Al-Qaida and other radical groups are terrorizing both Afghanistan and Pakistan out of their long common border.   NBC's Tom Brokaw reports.

Pakistani army units moved into the mountainous border areas with Afghanistan shortly after 9/11, but no army anywhere is large enough to cover this remote and hostile terrain.  How do you police this — or find someone here?

Osama bin Laden is thought to be here somewhere in the barren area along the southwestern Pakistan-Afghanistan border.

I asked Pakistan’s President Pervez Musharraf where he thought bin Laden is.  He said, “I really don’t know. I can’t be sure, but I presume he’s on the border.”

When asked if he thought bin Laden was moving around, he answered, “I think so, yes, he couldn’t be static.”

Did he think he was still in charge of al-Qaida?  “I don’t think so because he’s not in communication.

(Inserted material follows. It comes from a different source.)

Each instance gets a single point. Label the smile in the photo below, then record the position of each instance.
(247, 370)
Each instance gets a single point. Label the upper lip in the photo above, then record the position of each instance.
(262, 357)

We are very effective on that, and we are hearing and watching.  I don’t think he’s in command,” Musharraf answered.

As for other al-Qaida fighters, the Pakistan army is trying to deny them sanctuary by working with the local tribes who for centuries have controlled these towering mountains and steep valleys.

Afghanistan is just over the mountains, and this was a passageway for the Taliban and al-Qaida fighters.  But now the Pakistan army is persuaded it has secured the area with development, new roads, water, health and education.

The army is building roads, medical clinics, and schools and in this carefully managed tour for us, showing of small hydroelectric pumps. 

In exchange, the tribes are expected to cooperate. They’ve been told if anyone harbors a terrorist, everyone will be punished.

Gen. Shaukat Sultan Kahn is persuaded the system is working. “If at all they are harboring someone, then, there are very serious repercussions,” he said. “OK? Like the people have people holed up.  Their houses have been demolished. The repercussions are very serious.”

But the general’s tough guy style and hard sell don’t intimidate these tribal elders. They gathered for a jirga — their version of a town hall meeting — and said, in effect, “show me the money.”

A translator describes the conversation: “Until today, none of our demands have been fulfilled. We have been promised many times.  Like the day the governor came and made promises, nothing happened.”

And who knows how many terrorists have slipped out of the mountains and into the shadows of Peshawar, the rough town on the Pakistan side of the Khyber Pass?

Even in quiet times, Peshawar is a place where smugglers hole up — gun dealers and drug dealers thrive — and where terrorists can fade into the night. The Afghans have the same problem in their country. Terrorists coming out of the hills and into cities like Kabul and fading into the refugee population.